The approach is in line with the “breadcrumbs” philosophy behind the Innovation Zone. In our 2017 interview, Black had also made clear that “you don’t just let kids play a bunch of video games and walk away.” Rather, the goal is to engage the students by talking about both the computer science behind video games, but also the art in design and storytelling necessary for everything from “Minecraft” to “The Last of Us.”

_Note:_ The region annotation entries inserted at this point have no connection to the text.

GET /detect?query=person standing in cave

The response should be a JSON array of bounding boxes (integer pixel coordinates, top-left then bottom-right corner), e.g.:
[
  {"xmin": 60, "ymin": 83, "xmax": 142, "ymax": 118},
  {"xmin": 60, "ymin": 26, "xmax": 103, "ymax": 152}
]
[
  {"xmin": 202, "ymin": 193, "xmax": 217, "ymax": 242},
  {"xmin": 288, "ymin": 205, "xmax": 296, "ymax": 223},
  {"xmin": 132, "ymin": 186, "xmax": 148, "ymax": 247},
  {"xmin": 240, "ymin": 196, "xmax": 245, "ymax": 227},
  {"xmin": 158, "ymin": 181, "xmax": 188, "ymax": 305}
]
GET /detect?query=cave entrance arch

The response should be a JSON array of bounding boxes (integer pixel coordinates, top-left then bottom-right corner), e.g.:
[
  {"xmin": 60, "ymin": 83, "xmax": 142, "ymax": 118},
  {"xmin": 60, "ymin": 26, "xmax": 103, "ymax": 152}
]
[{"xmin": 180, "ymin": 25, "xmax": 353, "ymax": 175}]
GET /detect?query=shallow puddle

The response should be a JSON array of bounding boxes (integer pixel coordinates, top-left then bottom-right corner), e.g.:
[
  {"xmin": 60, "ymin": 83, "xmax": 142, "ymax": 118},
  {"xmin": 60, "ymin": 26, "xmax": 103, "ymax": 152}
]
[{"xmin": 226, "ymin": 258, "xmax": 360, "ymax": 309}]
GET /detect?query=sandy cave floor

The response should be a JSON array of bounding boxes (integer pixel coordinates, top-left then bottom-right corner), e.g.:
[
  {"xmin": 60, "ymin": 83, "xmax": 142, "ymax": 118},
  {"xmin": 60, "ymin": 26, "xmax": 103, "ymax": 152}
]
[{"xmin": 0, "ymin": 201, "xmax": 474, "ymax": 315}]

“If a child is interested in video games, and they would want to consider how to learn to make their own video game?” Black said at the Innovation Zone’s opening. “Once they say yes to that, they’re saying yes to coding. They’re saying yes to storytelling. They’re saying yes to graphic design. It’s a very, very rich educational opportunity, and gaming just happens to be an entry way.”
The remainder of the Innovation Zone also now includes the Select Medical Digital Cinema, Whitaker Center’s 40-foot-tall digital screen. Black noted that once the cinema at Whitaker Center had transitioned away from IMAX, “that became not central Pennsylvania’s largest movie screen, it became central Pennsylvania’s largest computer screen.”
Jim Hoehn, board member of Whitaker Center as well as regional president of Central Pennsylvania for PNC Bank, said that the two group’s shared goals are for a more technology-literate community, beginning with students in our region.
“We see the full advent of technology in everything we do [at PNC Bank,]” Hoehn said. “Our whole future is meeting clients’ needs, and so much of that is through technology. And dealing with a lot of businesses out there, we’re also seeing a shortage of workforce.”
Hoehn said that through programs like the Innovation Zone, students can “become literate in technology the same way that you become literate in words. And be able to have successful careers in school, and then in life, with this whole effort.”
Both Black and Hoehn said that one of the goals for the new space was to engage with an older age group of students, as many of the science center’s programs were targeted towards preschool and primary school groups. The popularity of video games “help their kids stay engaged in learning for a longer period of time,” Hoehn said.
Whitaker Center’s new endeavor also involved partnerships with two major Pennsylvania-based technology companies, Philadelphia-based Comcast and Lititz-based Clair Global.
Through Comcast, the attraction has become a “Lift Zone” with free wifi internet service. The program is part of Comcast’s Internet Essentials program, which is designed to provide more people with easily accessible internet service.
“Comcast has partnered with Whitaker Center for several years,” said Alka A. Patel, vice president of government and external affairs with Comcast. “We understand very well how critical a fast, reliable data connection is to helping the PNC Innovation Zone function the way it’s designed to function.”
Production company Clair Global served to supply, install and integrate all of the new audio, video and lighting technology into the new space’s architecture.
“It’s always important for us to interact with the community as much as we can,” said Joe Bunting, vice president of sales for Clair Global Integration. “We think that it fosters the next generation of why we’re here – of the people that will come work with us, work for us, and work along side us, to go innovate in whatever capacity. Whether it’s in venues, whether it’s on tours, or whether it’s in spaces like this.”
Camps and classes planned for the Innovation Zone include coding lessons through games like “Minecraft” and “Bloxels,” building with “Scrap Mechanic” and “Poly Bridge,” and camps such as Girls in STEM and Surgery Live.